Building Customer 360 using Graph Databases > Lab3 - Harmonize Customer Data with AWS Glue > 3b - Fuzzy matching with Glue ML Transform > Catalog and Query ML Matched Dataset > Cataloging ML Matched data

Cataloging ML Matched data

PART A: Create Glue Crawler for ML Matched Auto and Property data.

1. Navigate to the AWS Glue Console Step - 1

2. On the AWS Glue menu, select Crawlers. Step - 2

3. Click Add Crawler.

4. Enter C360-workshop-glue-crawler-ml-matched as the crawler name.

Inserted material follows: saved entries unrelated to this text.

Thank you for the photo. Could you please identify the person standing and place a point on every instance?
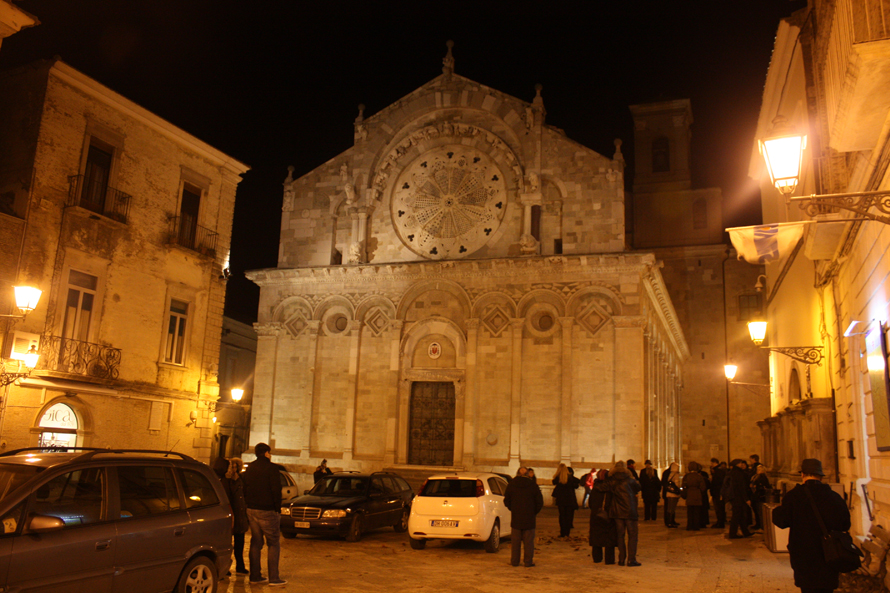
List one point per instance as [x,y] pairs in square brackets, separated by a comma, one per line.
[695,491]
[811,573]
[321,471]
[718,473]
[524,499]
[603,535]
[564,486]
[670,491]
[623,509]
[632,468]
[738,498]
[651,491]
[262,495]
[760,485]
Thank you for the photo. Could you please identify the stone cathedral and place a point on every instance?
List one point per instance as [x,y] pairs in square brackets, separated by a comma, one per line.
[453,291]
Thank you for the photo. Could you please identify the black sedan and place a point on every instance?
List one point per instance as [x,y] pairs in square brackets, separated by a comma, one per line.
[348,504]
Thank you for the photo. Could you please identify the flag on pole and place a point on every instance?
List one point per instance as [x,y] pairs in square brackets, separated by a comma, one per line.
[766,243]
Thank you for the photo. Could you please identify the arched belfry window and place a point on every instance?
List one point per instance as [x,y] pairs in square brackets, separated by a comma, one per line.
[59,426]
[661,155]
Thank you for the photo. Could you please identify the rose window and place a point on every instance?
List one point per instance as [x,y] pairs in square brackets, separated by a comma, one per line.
[448,202]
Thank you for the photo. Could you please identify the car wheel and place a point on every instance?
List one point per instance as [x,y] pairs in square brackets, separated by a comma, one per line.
[198,576]
[402,525]
[355,529]
[493,543]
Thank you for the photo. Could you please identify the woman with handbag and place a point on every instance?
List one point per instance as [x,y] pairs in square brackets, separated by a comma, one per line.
[812,510]
[603,532]
[671,489]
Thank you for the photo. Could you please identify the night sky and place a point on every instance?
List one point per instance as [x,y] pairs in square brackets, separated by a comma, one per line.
[277,82]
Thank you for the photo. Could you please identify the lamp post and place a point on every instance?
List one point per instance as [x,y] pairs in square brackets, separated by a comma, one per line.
[782,152]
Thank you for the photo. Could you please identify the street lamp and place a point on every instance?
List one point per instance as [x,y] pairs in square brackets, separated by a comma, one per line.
[783,150]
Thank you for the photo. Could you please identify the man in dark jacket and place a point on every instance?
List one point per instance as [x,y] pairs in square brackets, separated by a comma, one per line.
[524,499]
[623,509]
[262,493]
[738,498]
[718,474]
[805,539]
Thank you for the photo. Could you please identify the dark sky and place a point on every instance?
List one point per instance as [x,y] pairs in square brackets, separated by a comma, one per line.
[276,82]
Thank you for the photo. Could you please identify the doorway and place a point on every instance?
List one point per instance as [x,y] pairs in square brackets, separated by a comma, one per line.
[431,428]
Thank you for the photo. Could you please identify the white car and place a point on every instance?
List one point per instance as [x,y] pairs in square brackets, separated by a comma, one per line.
[460,505]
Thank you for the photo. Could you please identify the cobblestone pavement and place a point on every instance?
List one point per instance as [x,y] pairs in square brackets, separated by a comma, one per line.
[673,560]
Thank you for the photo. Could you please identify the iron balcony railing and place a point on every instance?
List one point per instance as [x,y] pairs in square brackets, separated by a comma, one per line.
[186,233]
[66,355]
[101,199]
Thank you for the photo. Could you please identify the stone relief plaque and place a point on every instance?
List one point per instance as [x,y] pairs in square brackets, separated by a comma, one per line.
[448,202]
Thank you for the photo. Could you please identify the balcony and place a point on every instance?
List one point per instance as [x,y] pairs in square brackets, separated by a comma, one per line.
[101,199]
[66,355]
[185,233]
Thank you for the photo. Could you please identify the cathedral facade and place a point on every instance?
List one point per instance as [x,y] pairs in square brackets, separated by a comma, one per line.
[454,291]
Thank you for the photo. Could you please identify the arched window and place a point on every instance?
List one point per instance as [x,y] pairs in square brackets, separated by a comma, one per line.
[661,156]
[59,424]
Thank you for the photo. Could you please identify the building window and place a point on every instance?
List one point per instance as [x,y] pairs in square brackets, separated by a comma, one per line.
[700,214]
[59,424]
[750,307]
[79,306]
[174,351]
[661,156]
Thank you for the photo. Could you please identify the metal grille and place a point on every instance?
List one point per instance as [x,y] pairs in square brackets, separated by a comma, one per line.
[305,513]
[431,436]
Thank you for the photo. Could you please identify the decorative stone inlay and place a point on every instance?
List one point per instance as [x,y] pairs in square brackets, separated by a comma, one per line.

5. Optionally, enter the description. This should also be descriptive and easily recognized and Click Next. Step - 5

6. Choose Data stores, Crawl all folders and Click Next Step - 6

7. On the Add a data store page, make the following selections:

For Choose a data store, click the drop-down box and select S3.
For Crawl data in, select Specified path in my account.
For Include path, browse to the target folder stored CSV files, e.g., s3://mod-xxxx-s3bucketstack-xxx-xxx-s3bucket-xxx/ml_matched_auto_property/

8. Click Next. Step - 8

9. On the Add another data store page, select No. and Click Next. Step - 9

10. On the Choose an IAM role page, make the following selections:

Select Choose an existing IAM role. For IAM role, Glue Role pre-created for you. For example GlueServiceRoleLab

11. Click Next. Step - 11

12. On the Create a schedule for this crawler page, for Frequency, select Run on demand and Click Next. Step - 12

13. On the Configure the crawler’s output page, click on Database drop down and select c360_workshop_db. Step - 13

14. Click Next

15. Review the summary page noting the Include path and Database output and Click Finish. The crawler is now ready to run. Step - 15

16. Tick the crawler name, click Run Crawler button. Step - 16

Crawler will change status from starting to stopping, wait until crawler comes back to ready state (the process will take a few minutes), you can see that it has created 1 table. Step - 17

17. In the AWS Glue navigation pane, click Databases → Tables. You can also click the C360_workshop_db database to browse the tables.